The decision to sell off the Australian arm of Urbanest comes after a strategic review of the business, and the market is already teasing a more than $2 billion price tag of the platform which currently has 15 assets and around 7,500 beds.
“We are well positioned to be an industry consolidator in what is currently a growing yet fragmented market”
“Urbanest Australia is the largest and longest standing owner-operator of PBSA in Australia,” said Urbanest Australia chief executive David Munro.
“Our full-service platform, underpinned by 11 years of acquisition, development and operational expertise, means we are well positioned to be an industry consolidator in what is currently a growing yet fragmented market.”
Established in 2008, Urbanest Australia has seen strong demand from both international and domestic students in a market underpinned by low PBSA supply. Savills research found Australia had a full-time student to bed ratio of 10.5, double that of the US and more than triple that of the UK.
Research undertaken by Cohort Go also found a large proportion of international students were dissatisfied with accommodation options available in Australia, scoring 57 out of 100, a result seen as a substantial opportunity for PBSAs.
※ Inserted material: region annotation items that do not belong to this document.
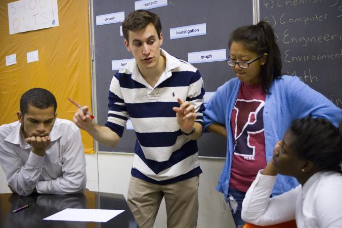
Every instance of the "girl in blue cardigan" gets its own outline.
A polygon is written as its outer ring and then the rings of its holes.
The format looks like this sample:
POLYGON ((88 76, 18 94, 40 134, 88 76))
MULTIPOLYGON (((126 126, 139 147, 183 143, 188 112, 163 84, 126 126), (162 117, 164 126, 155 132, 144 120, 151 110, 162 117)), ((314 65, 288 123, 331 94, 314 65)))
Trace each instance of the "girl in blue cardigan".
MULTIPOLYGON (((281 73, 280 51, 271 26, 261 21, 231 34, 227 63, 235 73, 218 89, 204 112, 204 128, 227 138, 226 160, 217 186, 225 195, 237 227, 242 202, 259 170, 292 120, 323 118, 337 126, 341 109, 297 77, 281 73)), ((274 196, 298 185, 278 175, 274 196)))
According to the accommodation provider, current infrastructure could also support an additional 20,000 beds over the next five years.
Urbanest Australia, which has sites in Sydney, Melbourne, Brisbane and Adelaide, is forecast to have a net operating income of almost $100 million in 2020, which is expected to grow to $125 million by 2024 with the opening of its latest site in Melbourne.
According to Cohort Go’s research, almost two-thirds of international students in Australia chose a private rental, while less than 10% chose a PBSA.